Hyena Operator for Fast Sequential Recommendation

New research replaces attention with Legendre polynomials for linear scaling on long user histories.

Deep Dive

A research team led by Jiahao Liu and Lin Li has published HyenaRec, a new sequential recommendation model that addresses the computational bottleneck of traditional attention-based systems. While attention mechanisms deliver strong accuracy, their quadratic complexity makes processing long user histories—common in real-world platforms—prohibitively expensive. HyenaRec tackles this by integrating polynomial-based kernel parameterization with gated convolutions, specifically designing convolutional kernels using Legendre orthogonal polynomials. This provides a smooth, compact basis for modeling long-term temporal dependencies in user behavior.
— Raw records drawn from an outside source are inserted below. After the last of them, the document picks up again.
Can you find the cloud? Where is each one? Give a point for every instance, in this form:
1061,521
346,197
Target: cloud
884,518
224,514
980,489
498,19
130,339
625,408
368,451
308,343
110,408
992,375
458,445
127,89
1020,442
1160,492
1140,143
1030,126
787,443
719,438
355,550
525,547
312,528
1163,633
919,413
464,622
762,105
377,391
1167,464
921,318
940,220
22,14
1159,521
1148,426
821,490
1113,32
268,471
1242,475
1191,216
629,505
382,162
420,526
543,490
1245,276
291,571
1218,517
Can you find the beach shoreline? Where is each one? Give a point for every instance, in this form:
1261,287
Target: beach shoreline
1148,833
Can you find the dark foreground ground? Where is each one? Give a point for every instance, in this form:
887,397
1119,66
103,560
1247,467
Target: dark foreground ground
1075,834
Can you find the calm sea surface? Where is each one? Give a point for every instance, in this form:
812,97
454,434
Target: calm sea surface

The architecture uses a complementary gating mechanism to capture fine-grained, short-term behavioral bursts, creating a hybrid system that balances global temporal evolution with localized user interests. This construction allows the model to scale linearly with sequence length (O(n) complexity) instead of quadratically (O(n²)). Extensive experiments on multiple real-world datasets show HyenaRec consistently outperforms attention-based, recurrent, and other baseline models in ranking accuracy.
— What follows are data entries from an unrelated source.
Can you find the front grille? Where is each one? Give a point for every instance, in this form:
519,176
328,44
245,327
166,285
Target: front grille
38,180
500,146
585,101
Notably, HyenaRec trains up to 6 times faster than attention-based models, with advantages becoming particularly pronounced in long-sequence scenarios. The model maintains efficiency without sacrificing accuracy, demonstrating that polynomial-based kernel parameterization is a viable and scalable alternative to attention for sequential recommendation tasks. The work has been accepted by the ACM Web Conference 2026 (WWW '26), highlighting its significance for large-scale recommendation systems.

Key Points
  • Replaces quadratic attention with linear-scaling polynomial kernels (Legendre polynomials) for long sequences
  • Achieves up to 6x faster training while maintaining or improving ranking accuracy
  • Hybrid architecture balances long-term dependencies (polynomial kernels) with short-term bursts (gated convolutions)

Why It Matters

Enables efficient modeling of years-long user histories for platforms like Netflix or Amazon, making personalized recommendations scalable.